19. The Only Thing I Don’t Have is Her
Sacha
Fuck. What have I done? What did I almost do? Chasing her down, attacking her in the woods, holding her captive against me. I can’t believe I lost control that way. I couldn’t stop myself until I felt her soft wiggling body in my arms, completely at my mercy.
Behavior like that is going to scare her off. I have to be able to control myself if I’m going to convince her to stay with me.
Still, I loved every second of it, the way she felt trapped against me, the way my fingers dug into her flesh, the way her heart raced, the way fear and adrenaline tinted her smell. I loved that she ran from me, the way she whimpered like a little animal, the way it made me want to claim her.
If I let those primal instincts take over, I will scare her off, because I’m not a human, I’m a monster.

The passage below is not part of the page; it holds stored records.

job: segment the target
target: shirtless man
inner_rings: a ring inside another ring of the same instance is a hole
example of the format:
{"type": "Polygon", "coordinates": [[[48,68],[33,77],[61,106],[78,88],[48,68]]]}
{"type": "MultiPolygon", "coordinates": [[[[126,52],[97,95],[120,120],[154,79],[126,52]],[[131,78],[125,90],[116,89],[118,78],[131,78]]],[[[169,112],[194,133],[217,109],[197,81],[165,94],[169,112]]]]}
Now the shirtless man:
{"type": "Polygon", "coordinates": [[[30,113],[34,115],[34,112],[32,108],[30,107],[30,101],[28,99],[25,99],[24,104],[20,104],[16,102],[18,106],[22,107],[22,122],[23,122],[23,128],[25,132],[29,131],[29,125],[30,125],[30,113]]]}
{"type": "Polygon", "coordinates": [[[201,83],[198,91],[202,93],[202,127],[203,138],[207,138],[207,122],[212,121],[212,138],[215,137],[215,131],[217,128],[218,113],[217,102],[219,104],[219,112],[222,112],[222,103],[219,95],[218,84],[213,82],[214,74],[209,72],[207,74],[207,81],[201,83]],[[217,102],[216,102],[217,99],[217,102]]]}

I barely speak to her on our walk back to the cabin and, the second we step inside, Bailey disappears into her room. Almost like she can’t stand to be near me for another moment. I don’t blame her. I could kick myself for acting like that. It doesn’t matter how long I have spent living with the humans, or how many fancy suits I buy, none of it squashes my monstrous instincts.
Pacing the main room of the cabin, I try to expend some of my extra energy, but in the cramped space, there’s only a couple steps for my bare feet to travel. I need her so badly. My cock went hard the instant she ran away from me, and it’s still a solid rod in my pants. I just need to release some of this pressure, but it’s difficult when she’s so close and smells so good. The whole cabin is permeated with her scent now.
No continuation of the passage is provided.